Sydney Morton, as Bloody Mary, sings about the mysterious "Bali Ha'i" for island newcomer Lt. Joe Cable (Blake Burroughs).Photo by Dan Whitney
"South Pacific" is generally considered to be one of the greatest musicals in history. Several of its songs, including "Bali Ha'i," "Some Enchanted Evening," "Younger than Springtime," and "A Wonderful Guy," have become worldwide standards. The original Broadway production of South Pacific won 10 Tony Awards, including Best Musical, Best Score and Best Libretto, and is the only musical production ever to win all four Tony Awards for acting. The show was a critical and box office hit, has since enjoyed many successful revivals and tours, and spawned a 1958 film version. The latest Broadway revival recently won seven more Tony Awards.

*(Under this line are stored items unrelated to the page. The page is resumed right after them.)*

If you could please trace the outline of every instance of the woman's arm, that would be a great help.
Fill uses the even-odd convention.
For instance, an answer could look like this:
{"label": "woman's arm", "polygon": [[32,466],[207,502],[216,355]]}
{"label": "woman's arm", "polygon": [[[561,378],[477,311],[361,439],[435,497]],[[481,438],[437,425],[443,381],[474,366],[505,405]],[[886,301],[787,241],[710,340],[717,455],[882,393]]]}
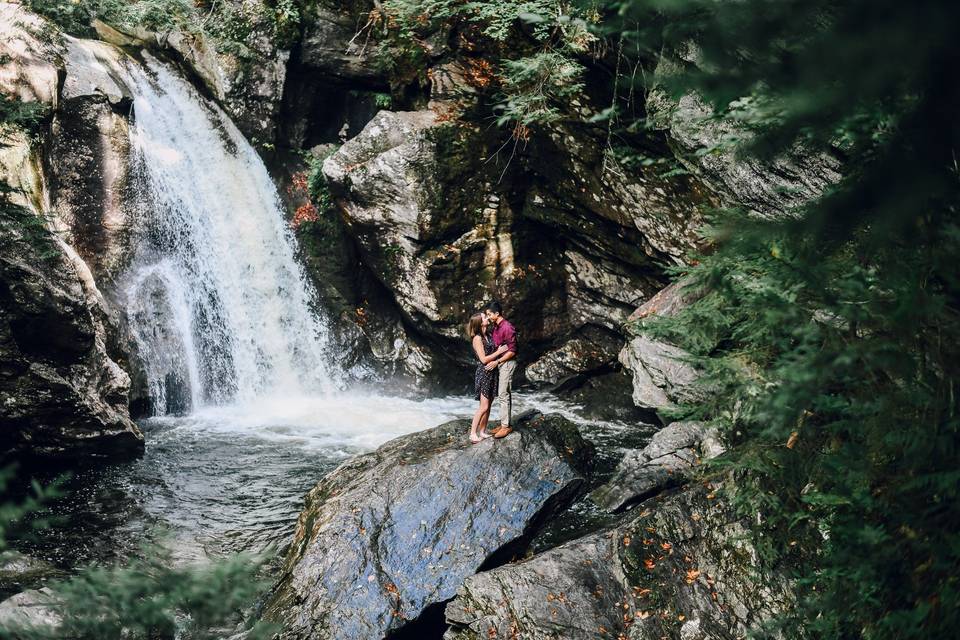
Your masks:
{"label": "woman's arm", "polygon": [[486,355],[483,352],[483,338],[480,336],[473,336],[473,352],[477,354],[477,359],[480,360],[482,364],[488,364],[499,358],[500,354],[503,353],[503,348],[504,347],[501,346],[490,355]]}

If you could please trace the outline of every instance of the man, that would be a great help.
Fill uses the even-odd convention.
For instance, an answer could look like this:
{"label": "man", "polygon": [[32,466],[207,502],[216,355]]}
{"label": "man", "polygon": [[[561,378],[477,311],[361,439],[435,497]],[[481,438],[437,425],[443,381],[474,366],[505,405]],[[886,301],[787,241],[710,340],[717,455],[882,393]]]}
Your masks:
{"label": "man", "polygon": [[500,368],[500,384],[497,388],[497,399],[500,401],[500,428],[493,433],[494,438],[506,437],[513,428],[510,426],[510,409],[513,398],[513,372],[517,369],[517,331],[513,325],[503,317],[503,310],[499,302],[491,302],[484,310],[487,320],[495,326],[493,330],[493,346],[507,345],[507,350],[499,358],[487,365],[488,370]]}

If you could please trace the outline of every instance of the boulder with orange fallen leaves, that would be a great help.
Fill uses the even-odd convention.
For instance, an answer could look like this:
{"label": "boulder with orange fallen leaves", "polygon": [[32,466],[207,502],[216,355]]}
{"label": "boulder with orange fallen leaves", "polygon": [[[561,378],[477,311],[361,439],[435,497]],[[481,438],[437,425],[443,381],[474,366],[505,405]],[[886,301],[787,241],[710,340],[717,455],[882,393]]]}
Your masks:
{"label": "boulder with orange fallen leaves", "polygon": [[794,597],[717,493],[688,485],[614,528],[471,576],[447,605],[445,640],[744,637]]}

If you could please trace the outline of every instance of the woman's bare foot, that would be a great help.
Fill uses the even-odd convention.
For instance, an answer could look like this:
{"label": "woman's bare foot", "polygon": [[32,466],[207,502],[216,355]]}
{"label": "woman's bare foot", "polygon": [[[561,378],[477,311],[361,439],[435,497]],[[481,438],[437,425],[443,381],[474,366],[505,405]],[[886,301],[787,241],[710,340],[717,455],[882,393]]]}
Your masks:
{"label": "woman's bare foot", "polygon": [[484,429],[483,431],[480,432],[480,439],[481,439],[481,440],[486,440],[487,438],[492,438],[492,437],[493,437],[493,434],[490,433],[489,431],[487,431],[486,429]]}
{"label": "woman's bare foot", "polygon": [[484,440],[483,436],[478,436],[473,431],[470,432],[470,444],[478,444]]}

The Cherokee Community Theater recently presented this classic musical for a week at the Washington High School auditorium.
Amy Sarchet, as Nellie Forbush, and Marc Sarchet, as Emile DeBecque, had the leads in the local production, and handled their roles admirably (and tunefully). The Sarchets were very ably supported by Blake Burroughs as Lt. Joe Cable, Dave Zelle as CDR Harrison, Sydney Morton as Bloody Mary, Nicholas Loughlin as seaman Luther Billis, Gene Galvin as Capt. Brackett, Ryan Brown as Stewpot, and a cast of - well, not thousands, I guess, but there were plenty of talented people whose contributions helped to make the production a memorable one.
The local production was directed by veteran Sherry Held, assisted by Jenny Burroughs and Ashley Weede. Wayne Morris handled the sound and lighting and Dr. David Klee served as recording engineer. Lisa Hunter served as choreographer for the production, as well as performing as Ensign Hunter.